I told him that a poet named Jane Kenyon had written “Let Evening Come.” He didn’t need to know that she’d died of cancer, only that she had a message: he wasn’t alone—he would never be alone—for God does not leave us comfortless. As a writer, I’d always marveled at the poem’s simple construction, how Kenyon delivers a message without a messenger, how all creation—sun, stars, moon, nature, animals, humans—is commanded without any show of force. Kenyon cleverly hides, in plain sight, the Genesis-initiating command to “Let there be light,” by mirroring it with “Let evening come.” Evening is to death as light is to life: they are the same but not equal. Here the word “evening” has the equally important function of bringing forth the concept of an even-ing, a leveling or smoothing. As “the light of late afternoon” is “moving up the bales as the sun moves down,” the statement “Let evening come” means also to “Let even-ing come.” The balance that Kenyon achieves between the natural and the spiritual worlds makes me want to genuflect in awe.
     Even though, or maybe even because my father was unaware of the poem’s structure, it did what I knew it could do. It offered my father a thread of words to follow into the darkening shed that was his body. For a moment he was tethered; the spiral of despair was stayed. I’d wanted to give him what poetry gives me in general, and also what a particular poem does when the timing is right—when the printed words merge with both the poet’s voice and my need.
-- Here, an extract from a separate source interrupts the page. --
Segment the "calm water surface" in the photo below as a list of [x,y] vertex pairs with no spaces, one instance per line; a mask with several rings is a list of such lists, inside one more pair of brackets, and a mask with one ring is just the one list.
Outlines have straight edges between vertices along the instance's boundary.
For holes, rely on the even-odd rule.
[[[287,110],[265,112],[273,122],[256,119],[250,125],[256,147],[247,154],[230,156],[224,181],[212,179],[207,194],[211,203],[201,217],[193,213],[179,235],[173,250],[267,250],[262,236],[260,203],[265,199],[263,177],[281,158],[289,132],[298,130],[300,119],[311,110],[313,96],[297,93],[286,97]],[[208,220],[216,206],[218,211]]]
Then the message connects with my mind, heart, and soul, allowing what I know, believe and hope to become one. I was glad for my father, while at the same time feeling that tinge of jealously I get when someone hears a truly good poem for the first time. Added to that was the reality of my experience at that moment was far less satisfying for one other reason: Kenyon’s poem was based on acceptance and I was not ready to accept that my father was dying. The pace of my journey was more charged. I stood shoulder to shoulder, shaking my fist at the sky, with Dylan Thomas:
And you, my father, there on the sad height,
Curse, bless, me now with your fierce tears, I pray.
Do not go gentle into that good night.
Rage, rage against the dying of the light.
What adult child would not swing that hammer of  words? What dying person would not want Kenyon’s? As a writer there were no words for me to write, at least not yet. I knew that shaping coherence out of grief takes decades; the distillation process can’t be hurried. I’ve read pieces where the author has, for emotional or financial reasons, published such work and it always lacks a certain grace—the grace of comfort, I think.
     When there are only “other words” for me to give, I’m confident that from my personal and formal studies I’ll find something appropriate for any “non-poetry” person on any occasion. My family members have all heard of Emily Dickinson, but they’d be surprised to know that she wrote, “I like the look of agony/Because I know it’s true.” Properly timed, poems can have an effect like no other form of written expression for confronting grief. Ironically, for  joyous occasions something from Hallmark is the most effective and least costly (in terms of work and research) to take. Joyful messages proclaim only one of three things: I’m happy for me, I’m happy for you, or I’m happy for us. One can state outright, “I’m so happy for you,” and the message is complete. But to write, “I’m so sorry for you”…what does that mean? Maybe the main problem with grief is that it comes from a barren island sparsely inhabited by monochromatic memories:
A door just opened on a street—
I, lost, was passing by—
And instant's width of warmth disclosed,
And wealth, and company.

The door as sudden shut, and I,
I, lost, was passing by,—
Lost doubly, but by contrast most,
Enlightening misery.

My friend is familiar with all of Dickinson’s works. In fact, he’d once written me in a fury when I sent him some quotes, blithely unaware that the editor had repunctuated her work into “standard” form. All the sentiment that I’d intended was lost on R---  in his scholarly pursuit of properly punctuated poems.
     Knowing, as Emily states, “I measure every grief I meet/With analytic eyes/I wonder if it weighs like mine/Or has an easier size,” I’m at a loss on what I can write to R--- in the midst of a depression. He is far more knowledgeable than me, so what words can I send? Perhaps my title, “How Does One Comfort a Poet,” was misleading. It implied that I was going to answer the question, instead of raising more of them. For all my sincerity, the closest I can come to any answer is to think back to the magical affect T. S. Eliot’s poem, “The Love Song of J. Alfred Prufrock,” had on my neighbor. Mr. L---- suffered a stroke at the age of seventy six and lost the ability to read to such an extent he couldn’t read his own name, or anything he wrote with his own hand. One morning I’d walked over and we sat in his parlor drinking tea. He was in fairly good spirits, but complained every so often  about this or that: he forgot names, his hearing wasn’t good, he couldn’t bite into apples, doughnuts gave him heartburn. From my meager repertoire, I mentally substituted pronouns in a verse from Prufrock, gave a mock sigh and exclaimed:
You grow old ... You grow old ...
You shall wear the bottoms of your trousers rolled.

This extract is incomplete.